Le fronde onde s'infronda tutto l'orto
  de l'ortolano etterno, am'io cotanto
  quanto da lui a lor di bene e` porto".

Si` com'io tacqui, un dolcissimo canto
  risono` per lo cielo, e la mia donna
  dicea con li altri: "Santo, santo, santo!".

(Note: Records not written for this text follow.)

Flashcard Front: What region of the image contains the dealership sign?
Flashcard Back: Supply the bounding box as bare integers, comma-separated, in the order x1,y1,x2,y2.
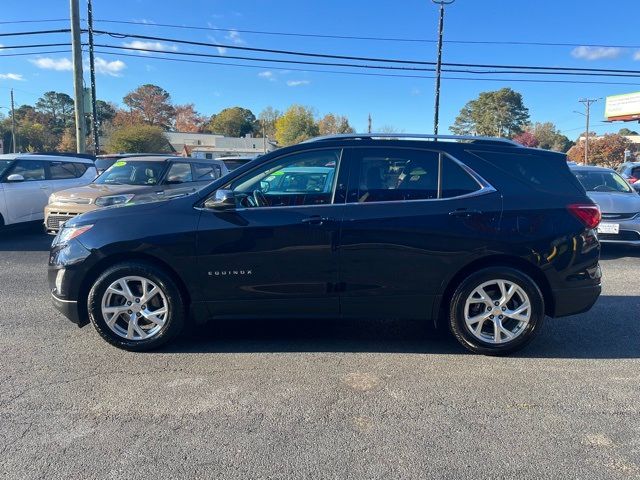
604,92,640,121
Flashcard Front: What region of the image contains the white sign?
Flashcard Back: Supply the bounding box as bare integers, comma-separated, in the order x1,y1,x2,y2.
604,92,640,118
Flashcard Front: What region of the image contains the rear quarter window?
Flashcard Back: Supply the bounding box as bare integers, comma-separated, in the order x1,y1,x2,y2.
468,151,584,193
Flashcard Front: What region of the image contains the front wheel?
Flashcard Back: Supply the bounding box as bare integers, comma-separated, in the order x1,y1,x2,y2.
87,262,185,351
449,267,544,355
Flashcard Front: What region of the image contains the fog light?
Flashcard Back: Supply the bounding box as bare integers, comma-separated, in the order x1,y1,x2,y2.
56,268,64,295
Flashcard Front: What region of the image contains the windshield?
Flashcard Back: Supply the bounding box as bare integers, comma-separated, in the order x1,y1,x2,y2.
0,160,13,177
574,170,634,193
94,160,165,185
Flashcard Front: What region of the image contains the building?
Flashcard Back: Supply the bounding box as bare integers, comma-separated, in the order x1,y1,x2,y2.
165,132,277,158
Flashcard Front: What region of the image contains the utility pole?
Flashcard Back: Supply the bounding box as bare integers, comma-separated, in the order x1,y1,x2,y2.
87,0,100,155
431,0,455,135
11,88,16,153
578,98,598,165
69,0,86,153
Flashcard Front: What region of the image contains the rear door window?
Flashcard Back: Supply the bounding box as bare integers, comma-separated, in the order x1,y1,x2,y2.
49,162,78,180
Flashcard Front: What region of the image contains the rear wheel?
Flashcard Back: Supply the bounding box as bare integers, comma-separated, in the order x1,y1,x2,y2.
449,267,544,355
87,262,185,351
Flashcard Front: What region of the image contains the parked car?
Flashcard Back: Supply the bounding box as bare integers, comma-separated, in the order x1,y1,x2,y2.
49,134,601,354
571,166,640,246
96,153,167,174
0,154,97,227
616,162,640,193
44,155,221,233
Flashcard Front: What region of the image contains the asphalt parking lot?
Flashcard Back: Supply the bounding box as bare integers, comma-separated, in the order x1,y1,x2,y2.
0,227,640,479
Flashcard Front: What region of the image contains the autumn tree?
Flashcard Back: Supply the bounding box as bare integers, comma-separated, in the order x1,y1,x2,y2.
567,133,632,168
105,124,170,153
174,103,206,132
276,105,319,146
318,113,355,135
258,107,282,138
513,131,539,148
123,83,175,130
207,107,256,137
451,88,529,137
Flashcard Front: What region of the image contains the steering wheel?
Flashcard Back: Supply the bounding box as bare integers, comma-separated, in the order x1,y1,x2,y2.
247,189,269,207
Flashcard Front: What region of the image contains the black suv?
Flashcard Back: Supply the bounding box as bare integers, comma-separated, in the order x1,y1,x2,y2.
49,134,600,354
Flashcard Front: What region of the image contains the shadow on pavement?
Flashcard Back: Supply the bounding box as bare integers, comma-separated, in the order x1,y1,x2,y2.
160,296,640,359
0,224,53,252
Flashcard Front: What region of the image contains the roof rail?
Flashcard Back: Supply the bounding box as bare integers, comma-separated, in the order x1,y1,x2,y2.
302,133,522,147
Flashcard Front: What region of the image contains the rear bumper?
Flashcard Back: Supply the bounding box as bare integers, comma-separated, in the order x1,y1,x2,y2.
51,292,86,327
551,284,602,317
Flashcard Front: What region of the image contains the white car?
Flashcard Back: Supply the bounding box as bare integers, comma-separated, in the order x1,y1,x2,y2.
0,153,98,227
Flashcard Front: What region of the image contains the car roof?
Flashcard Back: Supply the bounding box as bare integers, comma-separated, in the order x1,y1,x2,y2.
0,153,93,165
569,165,615,173
281,167,334,173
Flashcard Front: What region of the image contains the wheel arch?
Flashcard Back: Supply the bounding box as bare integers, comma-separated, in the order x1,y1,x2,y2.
78,252,191,319
432,255,555,327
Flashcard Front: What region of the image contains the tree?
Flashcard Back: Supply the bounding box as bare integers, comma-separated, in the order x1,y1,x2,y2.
175,103,206,132
105,124,170,153
208,107,256,137
276,105,319,146
257,107,282,138
36,91,74,131
513,131,539,147
123,83,175,130
318,113,355,135
567,133,632,168
451,88,529,137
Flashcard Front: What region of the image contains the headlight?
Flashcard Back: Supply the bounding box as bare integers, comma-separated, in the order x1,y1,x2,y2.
53,225,93,245
95,194,135,207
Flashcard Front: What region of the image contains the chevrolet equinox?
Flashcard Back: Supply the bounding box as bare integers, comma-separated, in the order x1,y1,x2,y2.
49,134,601,355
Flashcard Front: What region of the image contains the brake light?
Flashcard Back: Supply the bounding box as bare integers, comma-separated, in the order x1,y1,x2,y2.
567,203,602,228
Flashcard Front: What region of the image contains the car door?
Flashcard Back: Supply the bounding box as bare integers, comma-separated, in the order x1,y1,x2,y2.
2,159,49,223
197,148,346,318
339,147,501,318
160,162,198,198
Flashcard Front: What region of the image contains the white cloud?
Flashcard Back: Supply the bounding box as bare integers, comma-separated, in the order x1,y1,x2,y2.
225,30,246,45
95,57,127,77
287,80,311,87
0,73,24,82
29,57,73,72
571,46,622,60
258,70,276,82
123,40,178,55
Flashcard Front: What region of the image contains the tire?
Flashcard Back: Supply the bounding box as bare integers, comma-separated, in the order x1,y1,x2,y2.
449,267,545,355
87,262,186,352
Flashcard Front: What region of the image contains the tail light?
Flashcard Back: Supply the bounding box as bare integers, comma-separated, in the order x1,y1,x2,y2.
567,203,602,228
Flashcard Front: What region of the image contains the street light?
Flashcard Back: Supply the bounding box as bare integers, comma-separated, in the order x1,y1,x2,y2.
431,0,455,135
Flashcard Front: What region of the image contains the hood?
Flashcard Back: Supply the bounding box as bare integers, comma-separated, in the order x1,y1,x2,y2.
587,192,640,213
50,183,157,203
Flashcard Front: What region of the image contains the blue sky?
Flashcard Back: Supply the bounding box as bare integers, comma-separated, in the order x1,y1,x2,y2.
0,0,640,138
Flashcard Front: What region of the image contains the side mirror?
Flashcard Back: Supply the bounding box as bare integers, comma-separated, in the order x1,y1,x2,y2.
204,190,236,210
7,173,24,182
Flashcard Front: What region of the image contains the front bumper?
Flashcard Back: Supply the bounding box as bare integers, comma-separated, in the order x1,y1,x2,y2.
551,284,602,317
51,291,82,327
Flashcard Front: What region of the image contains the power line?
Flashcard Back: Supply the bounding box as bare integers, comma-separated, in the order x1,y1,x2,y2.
96,50,640,85
95,19,640,48
0,28,71,37
94,30,640,75
95,44,640,77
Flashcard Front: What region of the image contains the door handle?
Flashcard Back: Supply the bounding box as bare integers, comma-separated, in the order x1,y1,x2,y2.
449,208,482,218
302,215,331,225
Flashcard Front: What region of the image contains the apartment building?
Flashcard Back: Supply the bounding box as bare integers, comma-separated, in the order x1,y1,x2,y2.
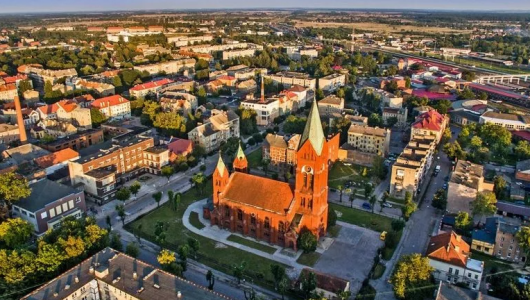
223,49,256,60
318,73,346,93
11,178,86,235
188,110,239,153
426,231,484,290
68,133,154,204
134,58,195,75
348,124,390,157
390,136,436,199
42,129,103,152
20,248,231,300
318,95,344,115
129,78,175,98
263,71,317,90
92,95,131,120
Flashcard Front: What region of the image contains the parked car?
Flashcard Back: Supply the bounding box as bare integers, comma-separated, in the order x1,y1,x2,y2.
362,202,372,210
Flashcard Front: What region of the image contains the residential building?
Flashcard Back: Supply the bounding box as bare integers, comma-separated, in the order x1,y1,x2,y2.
134,58,195,75
263,71,317,90
92,95,131,120
318,73,346,92
68,133,155,204
410,109,449,143
479,111,530,130
188,110,239,153
383,107,408,128
204,103,330,251
447,160,493,214
426,231,484,290
21,248,231,300
318,95,344,115
12,179,87,235
129,78,175,98
42,129,103,152
347,124,390,157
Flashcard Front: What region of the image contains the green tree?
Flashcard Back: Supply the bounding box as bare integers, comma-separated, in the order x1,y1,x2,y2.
471,192,497,223
153,191,162,207
125,243,140,258
161,165,175,182
0,218,33,248
129,181,142,197
390,253,434,300
116,187,131,201
90,108,107,128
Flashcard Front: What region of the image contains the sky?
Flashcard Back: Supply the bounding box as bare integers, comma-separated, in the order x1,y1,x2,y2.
0,0,530,13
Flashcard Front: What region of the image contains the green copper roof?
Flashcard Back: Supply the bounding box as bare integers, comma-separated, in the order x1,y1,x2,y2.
299,100,326,155
217,152,226,176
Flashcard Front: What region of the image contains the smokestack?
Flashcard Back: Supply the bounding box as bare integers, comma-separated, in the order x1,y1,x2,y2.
15,96,28,145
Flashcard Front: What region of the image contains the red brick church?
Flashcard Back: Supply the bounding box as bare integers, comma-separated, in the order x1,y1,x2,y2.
205,103,336,250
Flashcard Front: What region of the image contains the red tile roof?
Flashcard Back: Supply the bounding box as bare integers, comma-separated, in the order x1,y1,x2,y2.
131,78,175,91
92,95,129,108
35,148,79,168
427,231,470,267
222,172,294,215
412,109,444,131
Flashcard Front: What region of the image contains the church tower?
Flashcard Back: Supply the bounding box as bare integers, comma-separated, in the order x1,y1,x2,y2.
295,101,329,237
212,152,230,205
233,143,248,173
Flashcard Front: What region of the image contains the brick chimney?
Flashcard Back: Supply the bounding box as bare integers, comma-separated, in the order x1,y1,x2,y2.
15,96,28,145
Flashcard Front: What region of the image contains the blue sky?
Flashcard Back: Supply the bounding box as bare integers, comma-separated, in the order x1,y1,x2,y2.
0,0,530,13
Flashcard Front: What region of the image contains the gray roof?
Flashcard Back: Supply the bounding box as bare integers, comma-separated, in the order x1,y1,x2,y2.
298,101,326,155
15,179,81,212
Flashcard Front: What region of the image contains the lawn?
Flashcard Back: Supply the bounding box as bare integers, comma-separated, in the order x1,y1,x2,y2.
190,211,205,229
125,180,282,289
296,252,320,267
329,203,392,232
247,148,263,169
227,234,277,254
328,162,370,190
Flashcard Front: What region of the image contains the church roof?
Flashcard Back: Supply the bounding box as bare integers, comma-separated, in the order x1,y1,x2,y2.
222,172,294,214
299,101,326,155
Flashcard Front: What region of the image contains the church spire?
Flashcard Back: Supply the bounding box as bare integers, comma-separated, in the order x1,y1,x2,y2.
299,100,326,155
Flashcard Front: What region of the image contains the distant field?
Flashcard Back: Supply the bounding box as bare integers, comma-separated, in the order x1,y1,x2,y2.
295,21,471,33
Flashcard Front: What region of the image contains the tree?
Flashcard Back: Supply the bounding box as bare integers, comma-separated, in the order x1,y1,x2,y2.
515,226,530,267
125,243,140,258
298,230,318,253
390,253,434,300
301,271,317,300
161,165,175,182
0,218,33,248
153,191,162,207
471,192,497,224
232,261,247,284
0,172,31,205
116,204,127,225
116,187,131,202
206,270,215,291
108,232,123,252
190,173,207,195
90,108,107,128
337,184,344,202
129,181,142,197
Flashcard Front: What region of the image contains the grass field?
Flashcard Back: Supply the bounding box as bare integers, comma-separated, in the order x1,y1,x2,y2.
296,252,320,267
227,234,276,254
125,180,284,288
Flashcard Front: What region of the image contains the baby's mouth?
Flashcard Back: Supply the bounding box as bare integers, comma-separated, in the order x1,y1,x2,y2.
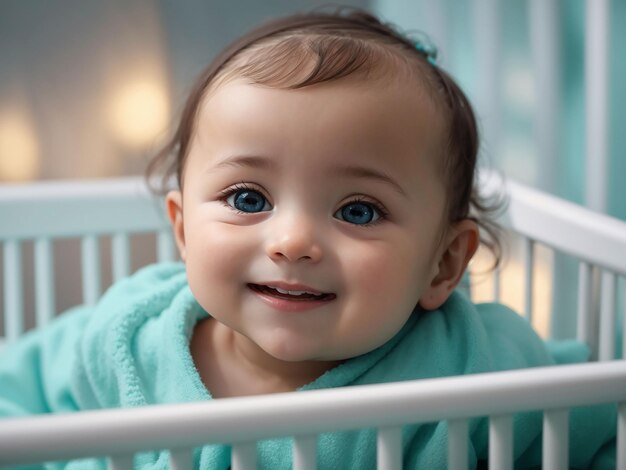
248,284,337,302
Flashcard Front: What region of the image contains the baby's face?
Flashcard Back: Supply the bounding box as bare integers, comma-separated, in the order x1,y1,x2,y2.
169,76,445,361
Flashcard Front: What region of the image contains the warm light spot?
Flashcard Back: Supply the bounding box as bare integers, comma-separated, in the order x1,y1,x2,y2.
110,81,168,149
470,235,554,338
0,113,39,181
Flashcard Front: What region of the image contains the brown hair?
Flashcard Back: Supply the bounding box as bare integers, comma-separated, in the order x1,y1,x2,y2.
147,8,502,266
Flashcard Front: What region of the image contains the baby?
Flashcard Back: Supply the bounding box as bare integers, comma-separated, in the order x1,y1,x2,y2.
0,8,615,469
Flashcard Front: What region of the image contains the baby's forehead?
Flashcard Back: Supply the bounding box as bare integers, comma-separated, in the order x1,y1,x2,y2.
197,77,442,187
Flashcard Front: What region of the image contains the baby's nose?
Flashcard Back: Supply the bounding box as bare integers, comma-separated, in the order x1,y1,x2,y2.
266,217,322,263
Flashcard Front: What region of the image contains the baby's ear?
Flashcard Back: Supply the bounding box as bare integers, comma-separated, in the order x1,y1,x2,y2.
419,219,480,310
165,191,186,261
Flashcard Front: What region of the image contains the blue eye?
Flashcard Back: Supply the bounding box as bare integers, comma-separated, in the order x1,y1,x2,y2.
335,202,380,225
226,189,272,213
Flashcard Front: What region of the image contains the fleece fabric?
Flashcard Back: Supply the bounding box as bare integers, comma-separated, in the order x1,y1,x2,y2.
0,263,616,470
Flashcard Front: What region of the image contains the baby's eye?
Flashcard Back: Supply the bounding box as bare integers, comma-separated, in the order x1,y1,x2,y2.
335,202,381,225
226,189,272,213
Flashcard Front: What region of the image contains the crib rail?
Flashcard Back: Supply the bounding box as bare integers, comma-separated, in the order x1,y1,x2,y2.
481,173,626,361
0,361,626,470
0,177,175,348
0,177,168,240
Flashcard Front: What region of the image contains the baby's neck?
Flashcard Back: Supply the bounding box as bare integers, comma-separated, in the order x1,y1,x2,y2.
190,318,339,398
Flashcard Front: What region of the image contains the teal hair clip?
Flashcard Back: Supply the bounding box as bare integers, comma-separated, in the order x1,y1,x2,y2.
415,41,437,67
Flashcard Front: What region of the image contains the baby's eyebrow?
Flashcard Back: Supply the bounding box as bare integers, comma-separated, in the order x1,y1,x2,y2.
207,155,407,197
207,155,276,172
333,165,407,197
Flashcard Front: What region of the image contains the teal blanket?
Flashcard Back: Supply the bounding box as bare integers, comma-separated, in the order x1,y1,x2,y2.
0,264,616,470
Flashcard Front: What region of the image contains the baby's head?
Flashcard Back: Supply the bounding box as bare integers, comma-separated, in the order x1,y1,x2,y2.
152,13,492,361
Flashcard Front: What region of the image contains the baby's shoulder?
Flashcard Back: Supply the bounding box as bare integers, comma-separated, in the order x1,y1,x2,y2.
475,303,554,370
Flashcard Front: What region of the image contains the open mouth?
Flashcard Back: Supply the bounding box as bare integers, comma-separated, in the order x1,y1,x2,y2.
248,284,337,302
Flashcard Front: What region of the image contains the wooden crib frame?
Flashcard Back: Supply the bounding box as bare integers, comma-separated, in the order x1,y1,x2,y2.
0,174,626,470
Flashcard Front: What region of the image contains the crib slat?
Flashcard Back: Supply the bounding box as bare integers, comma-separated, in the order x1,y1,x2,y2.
493,266,502,302
489,415,513,470
108,455,134,470
598,271,617,361
4,240,24,342
584,0,611,212
157,230,175,263
81,235,100,305
473,0,503,153
448,419,468,470
619,277,626,359
528,0,561,187
524,238,535,323
616,401,626,468
111,233,130,281
541,409,569,470
35,238,55,326
293,436,317,470
576,261,594,345
170,449,193,470
376,426,402,470
231,442,256,470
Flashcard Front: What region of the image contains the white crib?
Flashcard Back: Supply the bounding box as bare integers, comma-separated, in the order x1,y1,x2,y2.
0,174,626,470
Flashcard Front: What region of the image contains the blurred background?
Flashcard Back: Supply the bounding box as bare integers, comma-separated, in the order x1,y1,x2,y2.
0,0,626,336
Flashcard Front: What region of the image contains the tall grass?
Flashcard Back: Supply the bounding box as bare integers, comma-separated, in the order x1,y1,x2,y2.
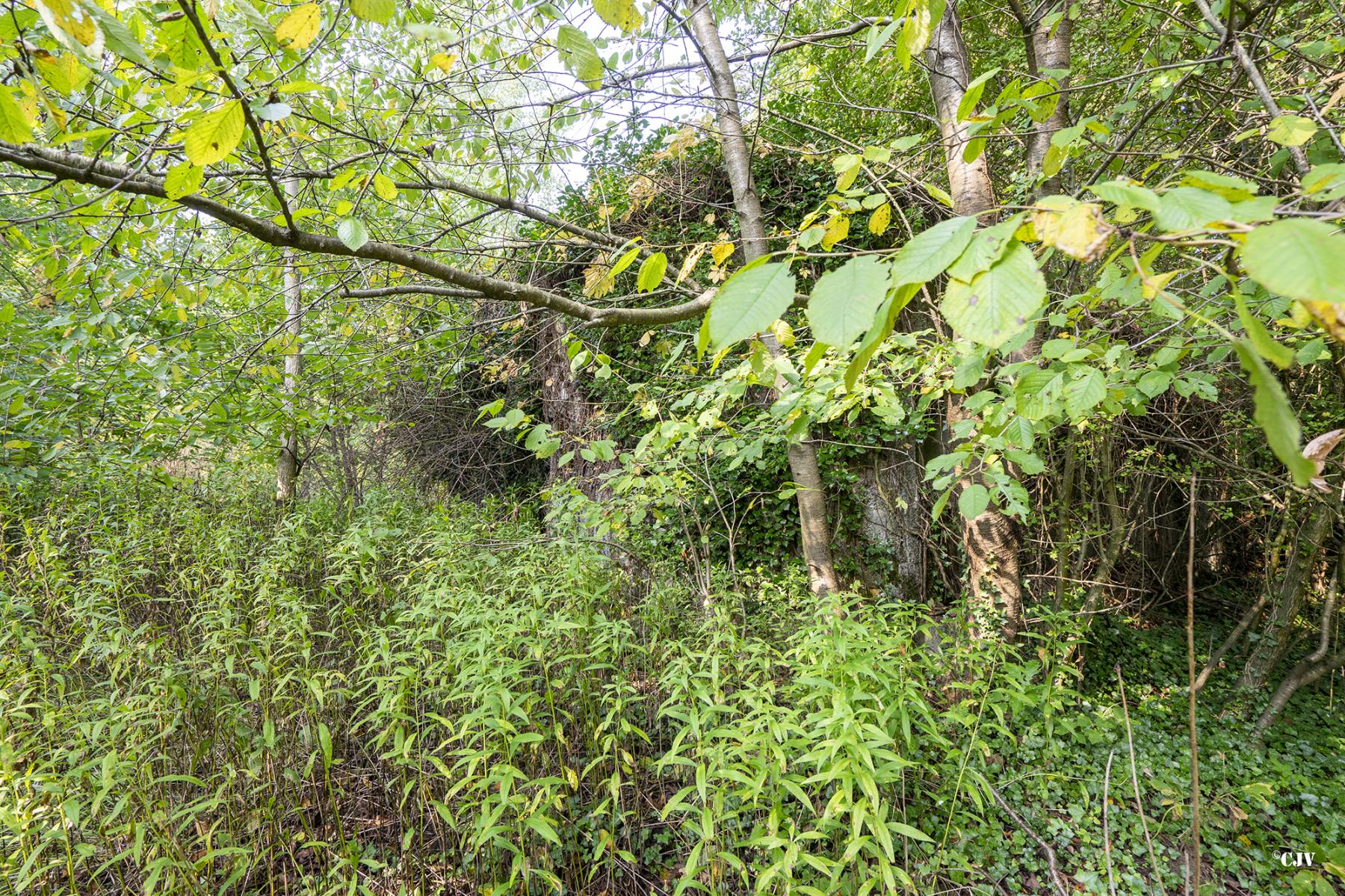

E come a lume acuto si disonna
  per lo spirto visivo che ricorre
  a lo splendor che va di gonna in gonna,

e lo svegliato cio` che vede aborre,
  si` nescia e` la subita vigilia
  fin che la stimativa non soccorre;

cosi` de li occhi miei ogni quisquilia
  fugo` Beatrice col raggio d'i suoi,
  che rifulgea da piu` di mille milia:

onde mei che dinanzi vidi poi;
  e quasi stupefatto domandai
  d'un quarto lume ch'io vidi tra noi.

E la mia donna: "Dentro da quei rai
  vagheggia il suo fattor l'anima prima
  che la prima virtu` creasse mai".

Come la fronda che flette la cima
  nel transito del vento, e poi si leva
  per la propria virtu` che la soblima,

fec'io in tanto in quant'ella diceva,
  stupendo, e poi mi rifece sicuro
  un disio di parlare ond'io ardeva.

E cominciai: "O pomo che maturo
  solo prodotto fosti, o padre antico
  a cui ciascuna sposa e` figlia e nuro,

divoto quanto posso a te supplico
  perche' mi parli: tu vedi mia voglia,
  e per udirti tosto non la dico".

Talvolta un animal coverto broglia,
  si` che l'affetto convien che si paia
  per lo seguir che face a lui la 'nvoglia;

e similmente l'anima primaia
  mi facea trasparer per la coverta
  quant'ella a compiacermi venia gaia.

Indi spiro`: "Sanz'essermi proferta
  da te, la voglia tua discerno meglio
  che tu qualunque cosa t'e` piu` certa;

perch'io la veggio nel verace speglio
  che fa di se' pareglio a l'altre cose,
  e nulla face lui di se' pareglio.

Tu vuogli udir quant'e` che Dio mi puose
  ne l'eccelso giardino, ove costei
  a cosi` lunga scala ti dispuose,

e quanto fu diletto a li occhi miei,
  e la propria cagion del gran disdegno,
  e l'idioma ch'usai e che fei.

Or, figluol mio, non il gustar del legno
  fu per se' la cagion di tanto essilio,
  ma solamente il trapassar del segno.

Quindi onde mosse tua donna Virgilio,
  quattromilia trecento e due volumi
  di sol desiderai questo concilio;

e vidi lui tornare a tutt'i lumi
  de la sua strada novecento trenta
  fiate, mentre ch'io in terra fu' mi.

La lingua ch'io parlai fu tutta spenta
  innanzi che a l'ovra inconsummabile
  fosse la gente di Nembrot attenta:

che' nullo effetto mai razionabile,
  per lo piacere uman che rinovella
  seguendo il cielo, sempre fu durabile.

Opera naturale e` ch'uom favella;
  ma cosi` o cosi`, natura lascia
  poi fare a voi secondo che v'abbella.

Pria ch'i' scendessi a l'infernale ambascia,
  I s'appellava in terra il sommo bene
  onde vien la letizia che mi fascia;

e El si chiamo` poi: e cio` convene,
  che' l'uso d'i mortali e` come fronda
  in ramo, che sen va e altra vene.

Nel monte che si leva piu` da l'onda,
  fu' io, con vita pura e disonesta,
  da la prim'ora a quella che seconda,

come 'l sol muta quadra, l'ora sesta".